At a committee meeting, senators advanced legislation to create a Department of Tourism, saying a centralized agency would help market the state and better track the return on tourism spending.
The measure—largely unchanged from a version that passed both chambers in the previous session but was not signed by the governor due to budget concerns—was presented and discussed by committee members and tourism stakeholders. The chair urged members to read a recently released peer report on tourism advertising and noted the committee will visit a tourism facility in Jackson at 12:30 p.m. for an invite-only tour and lunch.
"Our new culinary campaign ... is talking about all of our culinary assets," a tourism representative said, describing recent initiatives that included regional culinary promotion and attention from Michelin-related coverage in the Southeast. Several senators said the statewide marketing approach could reduce parochial competition and encourage visitors to extend stays across regions such as the coast, Hattiesburg and Tupelo.

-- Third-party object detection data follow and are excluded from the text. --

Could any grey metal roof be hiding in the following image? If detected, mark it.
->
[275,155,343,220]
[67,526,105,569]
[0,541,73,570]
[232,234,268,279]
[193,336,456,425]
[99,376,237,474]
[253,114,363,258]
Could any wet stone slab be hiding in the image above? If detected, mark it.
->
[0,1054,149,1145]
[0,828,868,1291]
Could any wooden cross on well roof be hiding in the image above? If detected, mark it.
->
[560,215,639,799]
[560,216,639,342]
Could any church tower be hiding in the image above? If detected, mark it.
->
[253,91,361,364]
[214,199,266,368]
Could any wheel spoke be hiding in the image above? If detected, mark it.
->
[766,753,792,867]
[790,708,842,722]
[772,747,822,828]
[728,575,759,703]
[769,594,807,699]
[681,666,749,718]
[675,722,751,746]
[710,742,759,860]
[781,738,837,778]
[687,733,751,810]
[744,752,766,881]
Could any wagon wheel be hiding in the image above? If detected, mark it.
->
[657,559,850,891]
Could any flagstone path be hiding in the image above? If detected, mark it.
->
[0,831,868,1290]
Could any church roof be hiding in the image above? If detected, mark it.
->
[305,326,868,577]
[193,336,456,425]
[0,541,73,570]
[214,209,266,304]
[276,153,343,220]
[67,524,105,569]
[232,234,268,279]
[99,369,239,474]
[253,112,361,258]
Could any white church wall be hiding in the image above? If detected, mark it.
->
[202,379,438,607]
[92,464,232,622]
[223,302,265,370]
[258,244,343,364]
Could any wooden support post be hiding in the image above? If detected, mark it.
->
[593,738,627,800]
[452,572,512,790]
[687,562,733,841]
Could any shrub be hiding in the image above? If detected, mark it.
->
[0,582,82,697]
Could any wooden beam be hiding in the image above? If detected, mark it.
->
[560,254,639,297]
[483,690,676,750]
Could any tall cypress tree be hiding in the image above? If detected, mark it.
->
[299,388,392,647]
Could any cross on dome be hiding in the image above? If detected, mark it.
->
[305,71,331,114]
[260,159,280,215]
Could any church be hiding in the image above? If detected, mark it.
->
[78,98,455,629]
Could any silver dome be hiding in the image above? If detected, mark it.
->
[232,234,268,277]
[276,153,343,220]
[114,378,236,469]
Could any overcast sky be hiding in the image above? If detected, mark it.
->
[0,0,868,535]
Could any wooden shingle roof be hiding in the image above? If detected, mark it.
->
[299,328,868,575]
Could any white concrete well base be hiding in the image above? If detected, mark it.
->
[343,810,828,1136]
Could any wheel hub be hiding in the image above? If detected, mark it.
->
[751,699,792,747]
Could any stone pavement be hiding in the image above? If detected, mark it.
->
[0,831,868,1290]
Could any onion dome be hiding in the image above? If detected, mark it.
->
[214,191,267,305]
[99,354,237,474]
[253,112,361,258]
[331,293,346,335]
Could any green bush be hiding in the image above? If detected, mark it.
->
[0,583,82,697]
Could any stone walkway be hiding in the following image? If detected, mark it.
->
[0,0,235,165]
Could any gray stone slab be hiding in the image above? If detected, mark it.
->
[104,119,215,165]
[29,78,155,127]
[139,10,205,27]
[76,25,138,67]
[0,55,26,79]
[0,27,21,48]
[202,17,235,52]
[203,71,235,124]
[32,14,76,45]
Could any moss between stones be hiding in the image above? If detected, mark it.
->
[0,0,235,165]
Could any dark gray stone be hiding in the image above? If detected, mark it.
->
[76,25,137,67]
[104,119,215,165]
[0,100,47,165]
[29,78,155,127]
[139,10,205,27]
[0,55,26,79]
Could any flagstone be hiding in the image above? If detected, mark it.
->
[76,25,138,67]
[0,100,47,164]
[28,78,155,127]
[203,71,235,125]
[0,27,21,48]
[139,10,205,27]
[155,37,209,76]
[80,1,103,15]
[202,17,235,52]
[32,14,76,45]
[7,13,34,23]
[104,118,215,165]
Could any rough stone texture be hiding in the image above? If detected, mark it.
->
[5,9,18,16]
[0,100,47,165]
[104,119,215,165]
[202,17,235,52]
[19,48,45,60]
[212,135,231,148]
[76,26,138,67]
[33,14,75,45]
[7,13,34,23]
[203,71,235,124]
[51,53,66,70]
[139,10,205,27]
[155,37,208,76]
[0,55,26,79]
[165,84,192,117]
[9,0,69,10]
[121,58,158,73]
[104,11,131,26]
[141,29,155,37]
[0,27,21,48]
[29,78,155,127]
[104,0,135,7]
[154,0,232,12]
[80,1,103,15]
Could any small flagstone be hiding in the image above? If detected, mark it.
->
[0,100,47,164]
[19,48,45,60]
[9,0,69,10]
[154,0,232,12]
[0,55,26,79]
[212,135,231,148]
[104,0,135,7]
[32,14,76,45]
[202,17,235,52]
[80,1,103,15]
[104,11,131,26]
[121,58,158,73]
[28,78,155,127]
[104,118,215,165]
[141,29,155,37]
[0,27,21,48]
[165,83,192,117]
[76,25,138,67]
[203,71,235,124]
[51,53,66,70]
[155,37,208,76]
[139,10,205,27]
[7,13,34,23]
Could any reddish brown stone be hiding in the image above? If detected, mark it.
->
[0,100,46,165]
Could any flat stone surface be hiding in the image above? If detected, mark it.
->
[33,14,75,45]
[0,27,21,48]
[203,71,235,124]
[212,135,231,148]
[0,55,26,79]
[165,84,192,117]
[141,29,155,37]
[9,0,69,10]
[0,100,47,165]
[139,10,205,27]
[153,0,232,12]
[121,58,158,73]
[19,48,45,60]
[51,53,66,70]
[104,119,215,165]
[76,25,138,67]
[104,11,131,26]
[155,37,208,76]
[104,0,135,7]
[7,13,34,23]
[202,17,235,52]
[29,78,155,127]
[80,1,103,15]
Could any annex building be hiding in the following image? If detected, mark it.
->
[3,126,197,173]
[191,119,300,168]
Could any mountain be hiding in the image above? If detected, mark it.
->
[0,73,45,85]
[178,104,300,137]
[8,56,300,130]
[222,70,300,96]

Senator England gave a lengthy defense of the proposal on fiscal grounds, saying tourism professionals are "very number centric, and they can tell you, to the cent what the investment on every dollar that we spend on tourism is," and arguing a specialized department would place spending decisions with officials who can measure returns and report back to the Legislature.
A committee member noted that recent government-structure consolidations reduced the risk that the bill would expand government and moved the legislation "sufficient to pass." The motion was seconded (speaker not specified) and the committee approved advancing the bill by voice vote; the transcript does not record a roll-call tally. The chair said, "This will be moving forward." The committee is expected to transmit its recommendation as the bill proceeds through the legislative process.
Officials and stakeholders emphasized outreach to all regions of the state and noted prior legislative attempts in 2019 that produced similar language but stalled on budget concerns. Funding details, the precise vote tally, and a return timeline for the committee to a floor or calendar vote were not specified in the transcript.